In the post-9/11 uproar, Bush's clarity defined him and won him admirers. His plain-spokenness about "evil" was bracing and just what the country seemed to want. But the president's greatest talent has suddenly become a curse.
Lack of clarity bedevils Bush on immigration reform, high gas prices, and Iraq. He's now trying to make nuanced arguments but his presidency rests on an anti-nuance platform. Now he has to actually make a subtle case, but he has neither the tools to do so nor a receptive audience.
... conservatives see nuance as a sign of weakness, in part because Bush has taught them to view it as such. During the 2004 campaign, Bush advisers and campaign officials turned "nuance" into a pejorative. They walloped Kerry with it like a mallet. It was a point of pride for the president, who once reportedly told Sen. Joe Lieberman, "I don't do nuance."
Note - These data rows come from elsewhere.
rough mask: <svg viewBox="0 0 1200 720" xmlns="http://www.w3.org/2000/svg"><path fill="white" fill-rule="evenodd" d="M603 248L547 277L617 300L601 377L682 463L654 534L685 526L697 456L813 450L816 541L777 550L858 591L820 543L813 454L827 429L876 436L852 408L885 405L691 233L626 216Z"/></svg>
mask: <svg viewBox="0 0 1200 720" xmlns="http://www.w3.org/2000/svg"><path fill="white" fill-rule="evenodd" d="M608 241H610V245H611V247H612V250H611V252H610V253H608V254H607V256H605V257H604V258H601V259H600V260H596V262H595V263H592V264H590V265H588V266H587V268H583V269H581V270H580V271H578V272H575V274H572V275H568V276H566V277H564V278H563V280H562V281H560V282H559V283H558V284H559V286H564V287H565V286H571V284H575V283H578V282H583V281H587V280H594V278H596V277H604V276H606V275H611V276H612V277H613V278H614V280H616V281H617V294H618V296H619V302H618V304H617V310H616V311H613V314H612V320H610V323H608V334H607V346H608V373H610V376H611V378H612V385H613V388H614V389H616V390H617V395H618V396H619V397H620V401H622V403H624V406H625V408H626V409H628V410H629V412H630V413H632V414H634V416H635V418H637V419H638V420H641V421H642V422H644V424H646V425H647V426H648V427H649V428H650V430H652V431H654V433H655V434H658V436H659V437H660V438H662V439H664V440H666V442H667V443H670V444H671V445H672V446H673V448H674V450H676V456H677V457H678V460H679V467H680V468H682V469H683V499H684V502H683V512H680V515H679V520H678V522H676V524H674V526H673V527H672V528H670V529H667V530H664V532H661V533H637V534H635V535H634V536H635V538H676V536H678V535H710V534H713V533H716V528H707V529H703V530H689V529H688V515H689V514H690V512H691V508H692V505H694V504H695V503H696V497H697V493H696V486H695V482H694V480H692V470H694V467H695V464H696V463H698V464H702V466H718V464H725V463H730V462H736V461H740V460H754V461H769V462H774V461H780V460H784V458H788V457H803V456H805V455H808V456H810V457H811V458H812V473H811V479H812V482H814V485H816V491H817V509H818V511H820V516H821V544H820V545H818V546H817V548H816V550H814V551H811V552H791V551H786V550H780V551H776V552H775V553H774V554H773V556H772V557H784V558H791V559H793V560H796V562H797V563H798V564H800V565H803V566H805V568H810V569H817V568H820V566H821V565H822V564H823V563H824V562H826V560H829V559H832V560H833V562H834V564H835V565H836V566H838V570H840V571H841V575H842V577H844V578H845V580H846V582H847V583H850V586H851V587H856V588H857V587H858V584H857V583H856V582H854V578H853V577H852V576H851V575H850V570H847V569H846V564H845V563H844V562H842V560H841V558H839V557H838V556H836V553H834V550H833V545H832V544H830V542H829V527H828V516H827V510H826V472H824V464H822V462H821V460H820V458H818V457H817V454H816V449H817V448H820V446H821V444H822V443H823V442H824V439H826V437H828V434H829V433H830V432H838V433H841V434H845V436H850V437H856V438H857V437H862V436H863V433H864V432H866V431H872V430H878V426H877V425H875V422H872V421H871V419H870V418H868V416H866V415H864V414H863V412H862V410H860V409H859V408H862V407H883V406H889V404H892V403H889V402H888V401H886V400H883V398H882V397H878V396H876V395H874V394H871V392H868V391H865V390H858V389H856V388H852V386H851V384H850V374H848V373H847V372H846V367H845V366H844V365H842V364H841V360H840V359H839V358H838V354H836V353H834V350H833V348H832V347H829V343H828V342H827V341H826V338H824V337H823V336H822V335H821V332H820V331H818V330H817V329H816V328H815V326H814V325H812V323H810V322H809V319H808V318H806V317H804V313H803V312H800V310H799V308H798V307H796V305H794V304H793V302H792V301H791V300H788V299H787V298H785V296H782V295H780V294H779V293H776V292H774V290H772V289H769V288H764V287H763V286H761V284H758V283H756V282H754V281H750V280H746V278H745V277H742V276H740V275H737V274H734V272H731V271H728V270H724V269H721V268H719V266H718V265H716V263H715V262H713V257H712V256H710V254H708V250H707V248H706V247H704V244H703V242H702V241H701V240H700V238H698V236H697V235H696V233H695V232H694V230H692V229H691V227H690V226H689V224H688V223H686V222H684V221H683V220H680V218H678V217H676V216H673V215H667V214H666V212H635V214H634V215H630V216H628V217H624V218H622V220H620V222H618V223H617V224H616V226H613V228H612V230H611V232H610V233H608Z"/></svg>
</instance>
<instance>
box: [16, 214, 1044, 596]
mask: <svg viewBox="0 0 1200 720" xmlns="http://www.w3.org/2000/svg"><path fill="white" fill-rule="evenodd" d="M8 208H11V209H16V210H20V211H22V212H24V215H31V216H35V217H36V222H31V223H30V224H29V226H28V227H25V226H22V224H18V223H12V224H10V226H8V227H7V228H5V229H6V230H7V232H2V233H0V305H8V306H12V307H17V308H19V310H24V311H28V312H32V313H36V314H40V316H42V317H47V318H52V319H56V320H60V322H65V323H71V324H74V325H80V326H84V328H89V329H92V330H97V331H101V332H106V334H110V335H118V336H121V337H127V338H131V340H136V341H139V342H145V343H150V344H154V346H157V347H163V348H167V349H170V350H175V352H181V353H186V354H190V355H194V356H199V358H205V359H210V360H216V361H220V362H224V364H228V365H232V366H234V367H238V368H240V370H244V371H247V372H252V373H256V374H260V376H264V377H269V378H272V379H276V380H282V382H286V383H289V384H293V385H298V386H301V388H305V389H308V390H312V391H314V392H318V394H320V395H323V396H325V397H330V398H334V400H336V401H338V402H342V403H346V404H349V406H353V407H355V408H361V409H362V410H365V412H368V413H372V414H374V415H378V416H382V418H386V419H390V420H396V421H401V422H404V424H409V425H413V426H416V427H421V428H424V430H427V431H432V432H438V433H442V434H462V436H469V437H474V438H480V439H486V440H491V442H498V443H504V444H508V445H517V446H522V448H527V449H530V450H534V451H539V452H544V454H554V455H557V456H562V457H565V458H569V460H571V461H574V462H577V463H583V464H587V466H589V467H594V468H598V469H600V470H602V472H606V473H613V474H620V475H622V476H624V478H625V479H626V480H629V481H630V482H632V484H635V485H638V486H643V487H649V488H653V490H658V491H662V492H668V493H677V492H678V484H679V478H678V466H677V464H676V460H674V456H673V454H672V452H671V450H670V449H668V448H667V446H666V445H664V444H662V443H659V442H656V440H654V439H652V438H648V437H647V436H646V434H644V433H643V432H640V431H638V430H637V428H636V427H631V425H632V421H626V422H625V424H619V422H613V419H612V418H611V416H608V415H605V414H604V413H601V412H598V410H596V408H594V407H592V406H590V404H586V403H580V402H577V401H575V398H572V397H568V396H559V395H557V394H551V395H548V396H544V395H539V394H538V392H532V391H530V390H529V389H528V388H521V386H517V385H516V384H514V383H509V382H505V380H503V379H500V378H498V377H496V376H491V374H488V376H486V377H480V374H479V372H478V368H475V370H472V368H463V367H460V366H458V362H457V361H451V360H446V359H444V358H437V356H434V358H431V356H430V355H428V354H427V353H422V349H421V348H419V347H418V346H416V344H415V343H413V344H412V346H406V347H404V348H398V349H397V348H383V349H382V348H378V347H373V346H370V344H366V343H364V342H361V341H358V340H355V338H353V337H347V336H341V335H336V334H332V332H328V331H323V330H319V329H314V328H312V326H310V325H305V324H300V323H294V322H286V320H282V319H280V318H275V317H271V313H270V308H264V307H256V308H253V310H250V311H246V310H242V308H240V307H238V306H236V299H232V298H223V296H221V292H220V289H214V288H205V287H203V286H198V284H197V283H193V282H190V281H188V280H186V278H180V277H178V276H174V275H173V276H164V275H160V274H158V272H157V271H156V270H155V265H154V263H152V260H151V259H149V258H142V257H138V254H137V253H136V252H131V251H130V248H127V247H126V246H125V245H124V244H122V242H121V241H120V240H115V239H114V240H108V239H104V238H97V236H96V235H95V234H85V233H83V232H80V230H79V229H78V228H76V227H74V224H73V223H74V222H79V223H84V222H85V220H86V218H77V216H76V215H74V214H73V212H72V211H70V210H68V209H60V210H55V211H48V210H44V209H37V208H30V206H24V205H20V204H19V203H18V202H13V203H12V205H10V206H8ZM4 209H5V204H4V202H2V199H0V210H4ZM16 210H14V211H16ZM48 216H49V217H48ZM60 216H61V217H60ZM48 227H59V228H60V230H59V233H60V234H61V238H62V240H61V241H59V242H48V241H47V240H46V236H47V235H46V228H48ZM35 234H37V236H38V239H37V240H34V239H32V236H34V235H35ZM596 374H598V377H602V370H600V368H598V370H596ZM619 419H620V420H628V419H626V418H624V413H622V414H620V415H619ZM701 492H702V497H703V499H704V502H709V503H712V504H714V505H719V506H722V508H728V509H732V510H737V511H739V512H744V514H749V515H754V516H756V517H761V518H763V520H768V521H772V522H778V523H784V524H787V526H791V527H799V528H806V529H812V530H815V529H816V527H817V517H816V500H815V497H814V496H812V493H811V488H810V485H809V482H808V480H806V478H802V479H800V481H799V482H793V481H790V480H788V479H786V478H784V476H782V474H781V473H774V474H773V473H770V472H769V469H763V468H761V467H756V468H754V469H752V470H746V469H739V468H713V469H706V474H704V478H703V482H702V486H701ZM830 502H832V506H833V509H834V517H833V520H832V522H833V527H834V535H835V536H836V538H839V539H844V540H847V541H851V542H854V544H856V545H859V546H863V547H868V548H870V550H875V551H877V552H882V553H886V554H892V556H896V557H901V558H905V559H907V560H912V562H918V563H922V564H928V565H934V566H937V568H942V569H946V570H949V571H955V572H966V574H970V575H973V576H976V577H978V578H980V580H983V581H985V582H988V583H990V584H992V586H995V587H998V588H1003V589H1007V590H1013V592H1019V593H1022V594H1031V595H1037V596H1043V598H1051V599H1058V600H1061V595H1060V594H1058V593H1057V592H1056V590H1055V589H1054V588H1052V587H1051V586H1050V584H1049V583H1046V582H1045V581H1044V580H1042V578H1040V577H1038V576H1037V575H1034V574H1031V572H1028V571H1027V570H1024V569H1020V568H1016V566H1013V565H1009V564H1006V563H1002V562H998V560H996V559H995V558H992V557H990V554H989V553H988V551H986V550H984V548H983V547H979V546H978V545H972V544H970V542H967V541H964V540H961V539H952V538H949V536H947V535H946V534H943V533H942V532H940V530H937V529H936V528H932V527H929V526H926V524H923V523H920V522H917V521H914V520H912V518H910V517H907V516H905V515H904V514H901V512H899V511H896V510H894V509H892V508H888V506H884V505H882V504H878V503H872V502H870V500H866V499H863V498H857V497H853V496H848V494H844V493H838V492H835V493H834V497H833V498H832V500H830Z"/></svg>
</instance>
Now Bush is nuancing all over the place, trying to explain to his supporters the complicated competing interests that require everyone to compromise by gathering at some "rational middle ground." But polling suggests Bush has lost moderates and independents. The only people left who still even listen to him are the ones least likely to buy the pitch.
The president's address to the nation on immigration Monday was measured and at times stirring. He reiterated that the proposal he supports for allowing illegal immigrants a path to citizenship is not amnesty.
Conservatives, subscribing to the old Bush model, didn't buy his shading. Forget the administration's wordy rationalization. Illegal immigrants are lawbreakers, and they shouldn't be rewarded for it.